StillSecure, a company that offers managed network security and certified compliance, has announced HIPAA Essential, a service that provides networking as well as support for health care providers as they aim to comply with the Health Insurance Portability and Accountability Act (HIPAA).
Announced July 24, HIPAA Essential offers a firewall, intrusion detection and prevention (IDPS), Secure Sockets Layer and IPSec VPN, multifactor authentication, internal and external vulnerability scanning, file integrity monitoring (FIM), a Web application firewall (WAF) and security event log management (SELM) and monitoring.
StillSecure also provides an intrusion detection and prevention system.
“We monitor traffic from protected hardware looking for signatures to indicate an attack in progress,” James Brown, CTO of StillSecure, told eWEEK.
This bundle is similar to that offered by StillSecure for PCI cards, Brown noted.

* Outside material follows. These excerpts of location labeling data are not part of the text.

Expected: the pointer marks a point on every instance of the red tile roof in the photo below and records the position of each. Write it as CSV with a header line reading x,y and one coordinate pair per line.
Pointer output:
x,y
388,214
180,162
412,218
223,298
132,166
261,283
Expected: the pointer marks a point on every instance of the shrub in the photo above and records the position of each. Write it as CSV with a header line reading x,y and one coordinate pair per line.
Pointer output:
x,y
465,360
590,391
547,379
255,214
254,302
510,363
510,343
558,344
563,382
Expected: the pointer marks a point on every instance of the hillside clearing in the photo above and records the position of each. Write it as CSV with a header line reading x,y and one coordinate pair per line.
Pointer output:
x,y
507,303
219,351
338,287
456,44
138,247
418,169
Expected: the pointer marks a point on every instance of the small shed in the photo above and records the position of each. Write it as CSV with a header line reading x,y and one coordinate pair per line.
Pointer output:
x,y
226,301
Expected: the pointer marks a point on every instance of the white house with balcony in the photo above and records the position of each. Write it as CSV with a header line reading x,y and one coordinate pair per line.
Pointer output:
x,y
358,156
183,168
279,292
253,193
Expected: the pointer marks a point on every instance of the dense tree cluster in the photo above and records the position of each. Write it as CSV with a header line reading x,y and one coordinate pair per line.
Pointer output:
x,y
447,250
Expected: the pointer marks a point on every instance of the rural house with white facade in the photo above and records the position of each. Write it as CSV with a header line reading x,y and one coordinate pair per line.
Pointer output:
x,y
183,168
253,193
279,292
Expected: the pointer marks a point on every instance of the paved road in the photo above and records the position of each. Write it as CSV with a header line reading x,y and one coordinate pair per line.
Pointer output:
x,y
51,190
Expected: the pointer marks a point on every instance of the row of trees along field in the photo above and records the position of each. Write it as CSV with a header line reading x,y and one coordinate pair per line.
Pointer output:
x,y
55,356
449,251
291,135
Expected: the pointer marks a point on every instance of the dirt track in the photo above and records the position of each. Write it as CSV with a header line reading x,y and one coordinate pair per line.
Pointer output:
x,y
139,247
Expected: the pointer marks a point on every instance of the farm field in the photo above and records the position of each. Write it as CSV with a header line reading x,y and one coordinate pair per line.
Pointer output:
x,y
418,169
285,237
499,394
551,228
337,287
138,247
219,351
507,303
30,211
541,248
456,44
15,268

“HIPAA is a lot more process-focused than PCI,” said Brown, referring to PCI’s straightforward hardware requirements.
StillSecure’s Security Operations Centers (SOCs) manage the data security as part of HIPAA Essential.
With HIPAA Essential, health care organizations can focus on their work rather than compliance, said Brown. StillSecure aims to make security requirements transparent.
Coalfire Systems, an independent IT governance, risk and compliance (IT GRC) firm, has provided independent auditing for HIPAA Essential.
With the HIPAA rules strengthened under the 2009 Health Information Technology for Economic and Clinical Health (HITECH) Act, health care organizations need technology that allows them to ensure regular compliance, noted Rick Dakin, CEO and senior security strategist, of Coalfire Systems.
HIPAA Essential provides compliance with the full set of HIPAA implementation specifications rather than just a subset of controls for the service provider, said Dakin. “By addressing the full range of requirements as a monthly managed service, the cost of compliance is streamlined and dramatically reduced,” said Dakin.
Health care providers need to be HIPAA-compliant to qualify for Stage 1 meaningful-use incentives for implementing electronic health records (EHRs), Dakin noted.
StillSecure also provides semiannual reviews by the company’s security experts, who manage and monitor HIPAA Essential around the clock, the company reported. “To achieve HIPAA compliance, organizations have to start off with an inventory and scoping of where they collect and shore up electronic protected health information,” said Dakin. “That is the root of the assessment and compliance validation.”
HIPAA Essential is an “end-to-end” platform, according to StillSecure.
It manages technology and performs process reviews to help health care organizations conform to HIPAA requirements and access-management procedures, said Brown.
StillSecure’s data center partners help health care providers with the physical security requirements of HIPAA, including installing door locks and cameras, as well as implementing sign-in sheets. The company also makes sure providers are protected from malicious software, said Brown.
HIPAA Essential allows providers to reduce costs, make audits easier and simplify the security “gruntwork,” said Brown.
It uses a software as a service (SaaS) portal called Radar to provide a view of a health care organization’s protected appliances, said Brown. It also works with telecommunication providers to encrypt and decrypt Web traffic as a gateway application.
“All of the traffic between the Internet and protected devices goes through us,” said Brown.
StillSecure blocks data from Internet addresses that are suspect and allows data that’s legitimate, he said.
In addition, HIPAA Essential authenticates users that can access a hospital’s network, according to Brown.
If a hospital’s data center has 10 servers and only five people are authorized to access the network, HIPAA Essential secures access with two-factor authentication, said Brown.
HIPAA Essential will be available by the end of July.
Editor’s note: This story has been updated to clarify the role of StillSecure’s data center partners in covering the physical security requirements of HIPAA.